Mapillary Coverage Analysis#

In this notebook we demonstrate how to combine two datasets: Mapillary sequences and OSM road network.

We want to find out which parts of the road network in a city are not yet covered by Mapillary street level imagery.

These are the steps you see further down:

  • Set the connection parameters.

  • Prepare your input parameters, e.g. define area of interest and OSM tag filter.

  • Download data using DuckDB. This time we also download Mapillary data.

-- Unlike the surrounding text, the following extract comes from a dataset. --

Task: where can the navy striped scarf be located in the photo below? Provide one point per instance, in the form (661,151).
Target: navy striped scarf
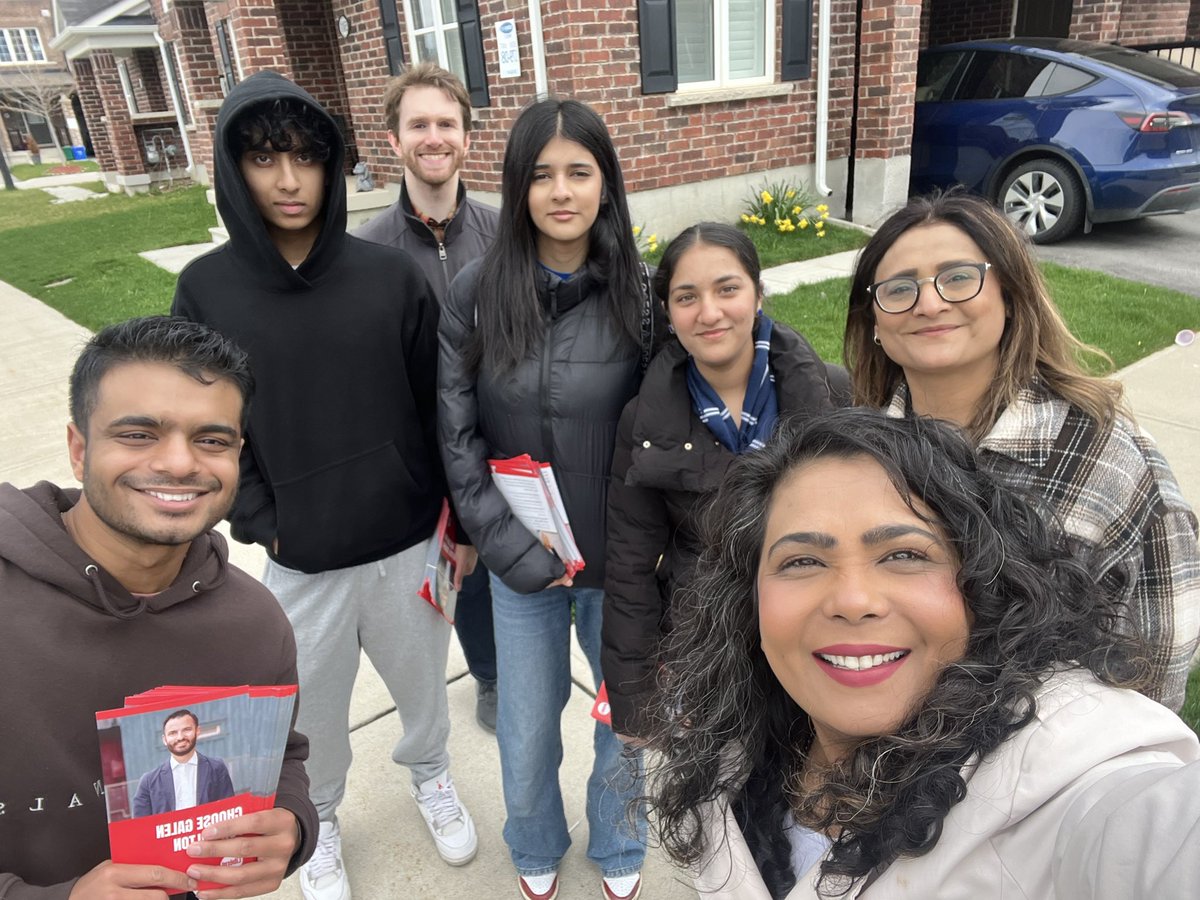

  • Display both datasets on a map.

  • Overlay OSM and Mapillary data using DuckDB.

Getting started#

Set connection params.

from dotenv import load_dotenv
load_dotenv()
True
import os

s3_user = os.environ["S3_ACCESS_KEY_ID"]  # add your user here
s3_password = os.environ["S3_SECRET_ACCESS_KEY"]  # add your password here

Configure DuckDB, e.g. set available RAM and CPUs.

!pip install duckdb==1.0.0
import duckdb

con = duckdb.connect(
    config={
        'threads': 8,
        'max_memory': '8GB'
    }
)
con.install_extension("spatial")
con.load_extension("spatial")

Set the connection params to Iceberg Rest Catalog.

from pyiceberg.catalog.rest import RestCatalog

catalog = RestCatalog(
    name="default",
    **{
        "uri": "https://sotm2024.iceberg.ohsome.org",
        "s3.endpoint": "https://sotm2024.minio.heigit.org",
        "py-io-impl": "pyiceberg.io.pyarrow.PyArrowFileIO",
        "s3.access-key-id": s3_user,
        "s3.secret-access-key": s3_password,
        "s3.region": "eu-central-1"
    }
)

Set connection to MinIO object storage.

query = f"""
DROP SECRET IF EXISTS "__default_s3";
CREATE SECRET (
      TYPE S3,
      KEY_ID '{s3_user}',
      SECRET '{s3_password}',
      REGION 'eu-central-1',
      endpoint 'sotm2024.minio.heigit.org',
      use_ssl true,
      url_style 'path'
  );
"""
con.sql(query).show()
┌─────────┐
│ Success │
│ boolean │
├─────────┤
│ true    │
└─────────┘

Prepare the input parameters for your analysis#

# Set iceberg table
namespace = 'geo_sort'
tablename = 'contributions'
icebergtable = catalog.load_table((namespace, tablename))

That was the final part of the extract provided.